De fait, nous sommes de plus en plus soumis au gouvernement des juges, que ce soit par la faute de nos textes ou par l’ambition de pouvoir d’organismes s’érigeant en autorités morales face à un état faible. Quand ce n’est pas le conseil constitutionnel, c’est le conseil d’état, ou un simple tribunal administratif qui barre ou oriente l’exécutif, comme la région Ile de France vient d’en faire les frais. Un tribunal administratif vient de décider que le contribuable continuera à y financer le tarif préférentiel de transport accordé aux clandestins.

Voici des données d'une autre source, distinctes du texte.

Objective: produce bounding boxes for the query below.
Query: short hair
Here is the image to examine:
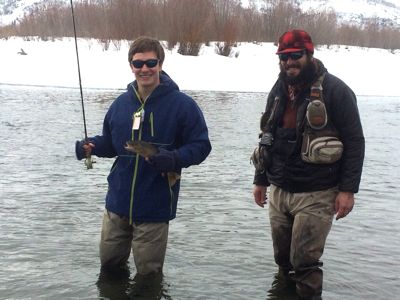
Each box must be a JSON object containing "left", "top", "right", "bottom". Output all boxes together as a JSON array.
[{"left": 128, "top": 36, "right": 165, "bottom": 65}]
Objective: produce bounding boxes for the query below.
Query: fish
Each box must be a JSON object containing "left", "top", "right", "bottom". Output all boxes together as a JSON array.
[
  {"left": 165, "top": 172, "right": 181, "bottom": 188},
  {"left": 125, "top": 140, "right": 158, "bottom": 158},
  {"left": 124, "top": 140, "right": 181, "bottom": 187}
]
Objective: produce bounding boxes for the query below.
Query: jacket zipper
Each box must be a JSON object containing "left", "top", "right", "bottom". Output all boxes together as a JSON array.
[
  {"left": 129, "top": 125, "right": 143, "bottom": 225},
  {"left": 129, "top": 87, "right": 174, "bottom": 221},
  {"left": 149, "top": 111, "right": 154, "bottom": 137},
  {"left": 129, "top": 88, "right": 146, "bottom": 224}
]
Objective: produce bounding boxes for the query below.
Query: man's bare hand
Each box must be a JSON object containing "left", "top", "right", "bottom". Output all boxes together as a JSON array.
[
  {"left": 335, "top": 191, "right": 354, "bottom": 220},
  {"left": 253, "top": 185, "right": 267, "bottom": 208}
]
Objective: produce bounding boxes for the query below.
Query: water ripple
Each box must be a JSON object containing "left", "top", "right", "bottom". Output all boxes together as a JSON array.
[{"left": 1, "top": 87, "right": 399, "bottom": 299}]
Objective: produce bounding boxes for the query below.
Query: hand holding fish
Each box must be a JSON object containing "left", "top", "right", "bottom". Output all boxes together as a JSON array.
[
  {"left": 147, "top": 148, "right": 178, "bottom": 172},
  {"left": 124, "top": 140, "right": 181, "bottom": 186}
]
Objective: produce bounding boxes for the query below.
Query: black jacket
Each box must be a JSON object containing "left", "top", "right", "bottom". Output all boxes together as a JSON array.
[{"left": 254, "top": 60, "right": 365, "bottom": 193}]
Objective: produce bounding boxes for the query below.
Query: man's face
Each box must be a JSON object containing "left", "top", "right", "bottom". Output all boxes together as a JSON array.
[
  {"left": 130, "top": 51, "right": 162, "bottom": 91},
  {"left": 279, "top": 50, "right": 312, "bottom": 85}
]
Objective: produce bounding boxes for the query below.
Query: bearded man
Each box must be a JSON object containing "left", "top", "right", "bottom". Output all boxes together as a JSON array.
[{"left": 252, "top": 30, "right": 365, "bottom": 300}]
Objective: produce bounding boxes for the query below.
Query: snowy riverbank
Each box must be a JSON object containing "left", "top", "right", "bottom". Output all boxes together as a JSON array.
[{"left": 1, "top": 37, "right": 399, "bottom": 96}]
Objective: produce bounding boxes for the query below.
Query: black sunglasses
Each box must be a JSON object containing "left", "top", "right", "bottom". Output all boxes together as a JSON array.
[
  {"left": 278, "top": 50, "right": 305, "bottom": 62},
  {"left": 131, "top": 59, "right": 159, "bottom": 69}
]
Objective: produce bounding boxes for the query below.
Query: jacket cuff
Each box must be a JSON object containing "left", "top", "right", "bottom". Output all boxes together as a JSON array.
[
  {"left": 253, "top": 170, "right": 269, "bottom": 186},
  {"left": 75, "top": 140, "right": 86, "bottom": 160}
]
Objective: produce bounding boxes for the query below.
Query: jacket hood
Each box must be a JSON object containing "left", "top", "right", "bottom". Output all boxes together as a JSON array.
[
  {"left": 126, "top": 70, "right": 179, "bottom": 99},
  {"left": 314, "top": 58, "right": 327, "bottom": 78}
]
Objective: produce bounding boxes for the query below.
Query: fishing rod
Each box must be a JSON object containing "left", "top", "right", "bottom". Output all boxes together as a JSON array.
[{"left": 70, "top": 0, "right": 93, "bottom": 169}]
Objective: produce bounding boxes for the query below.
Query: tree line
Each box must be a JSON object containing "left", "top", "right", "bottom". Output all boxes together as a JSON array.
[{"left": 1, "top": 0, "right": 399, "bottom": 55}]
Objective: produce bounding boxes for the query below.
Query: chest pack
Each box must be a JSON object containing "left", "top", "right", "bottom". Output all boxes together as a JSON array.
[{"left": 301, "top": 74, "right": 344, "bottom": 164}]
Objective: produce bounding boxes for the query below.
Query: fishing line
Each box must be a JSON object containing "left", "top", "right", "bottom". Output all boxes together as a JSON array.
[{"left": 69, "top": 0, "right": 93, "bottom": 169}]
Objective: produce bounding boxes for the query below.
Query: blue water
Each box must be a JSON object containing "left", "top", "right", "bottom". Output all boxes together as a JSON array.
[{"left": 0, "top": 85, "right": 399, "bottom": 299}]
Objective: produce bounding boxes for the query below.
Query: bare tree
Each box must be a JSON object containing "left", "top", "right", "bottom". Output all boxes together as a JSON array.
[{"left": 1, "top": 0, "right": 399, "bottom": 51}]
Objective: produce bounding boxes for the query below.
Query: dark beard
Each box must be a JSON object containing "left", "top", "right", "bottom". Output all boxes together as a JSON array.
[{"left": 279, "top": 57, "right": 316, "bottom": 85}]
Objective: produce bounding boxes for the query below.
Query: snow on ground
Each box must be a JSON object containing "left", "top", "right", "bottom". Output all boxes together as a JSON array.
[{"left": 0, "top": 37, "right": 399, "bottom": 96}]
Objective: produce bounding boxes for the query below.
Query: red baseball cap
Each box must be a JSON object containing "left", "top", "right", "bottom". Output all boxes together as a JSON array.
[{"left": 276, "top": 29, "right": 314, "bottom": 54}]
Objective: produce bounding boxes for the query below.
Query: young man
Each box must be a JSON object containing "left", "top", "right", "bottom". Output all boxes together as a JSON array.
[
  {"left": 76, "top": 36, "right": 211, "bottom": 275},
  {"left": 252, "top": 30, "right": 365, "bottom": 299}
]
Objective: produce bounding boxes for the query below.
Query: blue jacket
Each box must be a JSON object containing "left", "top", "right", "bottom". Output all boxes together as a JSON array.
[{"left": 89, "top": 73, "right": 211, "bottom": 223}]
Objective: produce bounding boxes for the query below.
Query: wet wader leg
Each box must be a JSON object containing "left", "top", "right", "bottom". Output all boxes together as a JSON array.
[
  {"left": 99, "top": 210, "right": 133, "bottom": 268},
  {"left": 290, "top": 189, "right": 336, "bottom": 299},
  {"left": 132, "top": 222, "right": 169, "bottom": 275},
  {"left": 269, "top": 185, "right": 294, "bottom": 276}
]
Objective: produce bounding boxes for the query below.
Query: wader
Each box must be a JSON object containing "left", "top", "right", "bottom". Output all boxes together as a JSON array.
[
  {"left": 269, "top": 184, "right": 336, "bottom": 299},
  {"left": 99, "top": 210, "right": 169, "bottom": 275}
]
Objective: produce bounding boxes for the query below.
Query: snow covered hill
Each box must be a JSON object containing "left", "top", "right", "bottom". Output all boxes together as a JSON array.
[
  {"left": 298, "top": 0, "right": 400, "bottom": 28},
  {"left": 0, "top": 0, "right": 39, "bottom": 25}
]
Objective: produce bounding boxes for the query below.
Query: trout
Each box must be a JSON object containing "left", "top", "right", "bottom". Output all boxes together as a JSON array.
[{"left": 124, "top": 140, "right": 181, "bottom": 187}]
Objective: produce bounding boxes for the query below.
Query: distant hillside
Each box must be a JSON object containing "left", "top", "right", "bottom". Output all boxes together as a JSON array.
[
  {"left": 243, "top": 0, "right": 400, "bottom": 28},
  {"left": 0, "top": 0, "right": 39, "bottom": 25},
  {"left": 297, "top": 0, "right": 400, "bottom": 28}
]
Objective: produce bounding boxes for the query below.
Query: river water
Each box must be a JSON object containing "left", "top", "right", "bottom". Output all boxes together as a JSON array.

Et comme si nos organismes nationaux ne suffisaient pas, la pression ou les ordres viennent parfois d’ailleurs et sont en général suivis. La cour européenne des droits de l’homme est la conscience universelle suprême sur ce bout de continent, et on a le droit d’être surpris de trouver parmi ses membres des pays à la démocratie fragile ou embryonnaire et à la légitimité territoriale parfois inexistante tels que l’Azerbaïdjan, la Turquie, l’Albanie et quelques autres.

Dans ce pays le juge est plus puissant que le shérif. Il faut que ça change.